When I write manually a simple show instance for the PhisicalCell datatype, the program consumes all the space. When deriving his own version of Show, this doesn't happen. Why?
here is a stripped-down version of the code I'm writing:
import Data.Array
type Dimensions = (Int, Int)
type Position = (Int, Int)
data PipeType = Vertical | Horizontal | UpLeft | UpRight | DownLeft | DownRight deriving (Show)
data PhisicalCell = AirCell
| PipeCell PipeType
| DeathCell
| RecipientCell Object
-- deriving (Show) SEE THE PROBLEM BELOW
data Object = Pipe { pipeType :: PipeType -- tipo di tubo
, position :: Position -- posizione del tubo
, movable :: Bool -- se posso muoverlo
}
| Bowl { position :: Position -- posizione dell'angolo in alto a sinistra
, dimensions :: Dimensions -- dimensioni (orizzontale, verticale)
, waterMax :: Int -- quanta acqua puo' contenere al massimo
, waterStart :: Int -- con quanta acqua parte
, hatch :: Maybe Position -- un eventuale casella di sbocco
, sourceIn :: [Position] -- posti da cui l'acqua entra
, movable :: Bool -- se posso muoverlo
}
| Death
deriving (Show)
data Level = Level Dimensions [Object]
type LevelTable = Array Dimensions PhisicalCell
-- HERE IS THE PROBLEM --
instance Show PhisicalCell where
show AirCell = " "
show (PipeCell _) = "P"
show DeathCell = "X"
show (RecipientCell _) = "U"
both :: (a -> b) -> (a,a) -> (b,b)
both f (a,b) = (f a, f b)
levelTable :: Level -> LevelTable
levelTable (Level dim _) = initial
where initial = array ((0,0), both (+1) dim) $
[((x,y), AirCell) | x <- [1..fst dim], y <- [1..snd dim] ]
++ [((x,y), DeathCell) | x <- [0..fst dim + 1], y <- [0, snd dim + 1]]
++ [((x,y), DeathCell) | x <- [0, fst dim + 1], y <- [0..snd dim + 1]]
main = print $ levelTable (Level (8,12) [])
The Show type class has mutually referencing default implementations:
class Show a where
-- | Convert a value to a readable 'String'.
--
-- 'showsPrec' should satisfy the law
-- ...
...
showsPrec _ x s = show x ++ s
show x = shows x ""
showList ls s = showList__ shows ls s
...
shows :: (Show a) => a -> ShowS
shows = showsPrec 0
So if you declare a Show instance without defining any of the methods
instance Show where
nextNewFunction :: Bla
...
GHC will happily compile all the default ones, so there won't be any errors.
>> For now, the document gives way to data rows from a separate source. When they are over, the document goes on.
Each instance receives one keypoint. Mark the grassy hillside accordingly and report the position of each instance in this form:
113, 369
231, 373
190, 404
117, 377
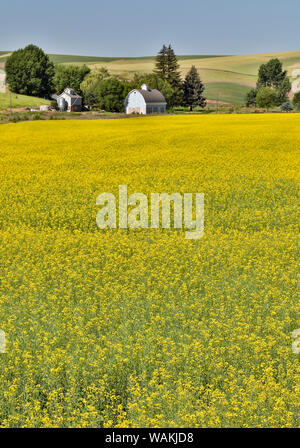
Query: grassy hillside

However, as soon as you try to use any of them, your trapped in a loop as deadly as your Objects... and the mutual recursion will eventually blow the stack.
Now, your code doesn't quite look as if you have such an empty instance Show declarion, but in fact you do: because of the wrong indentation, the show you define there is recognised as a new free top-level function that merely happens to have the same name as GHC.Show.show. You could add
show :: PhisicalCell -> String
to your file and get the same result as now.
The problem does actually lie in the spacing that Sassa NF points out. When I indent the show, it works (and when I don't, I get the stack overflow). Without the indent, you're defining a top-level show function that is never used, and the show function for the Show instance of PhisicalCell has an undefined show function, which causes the problem.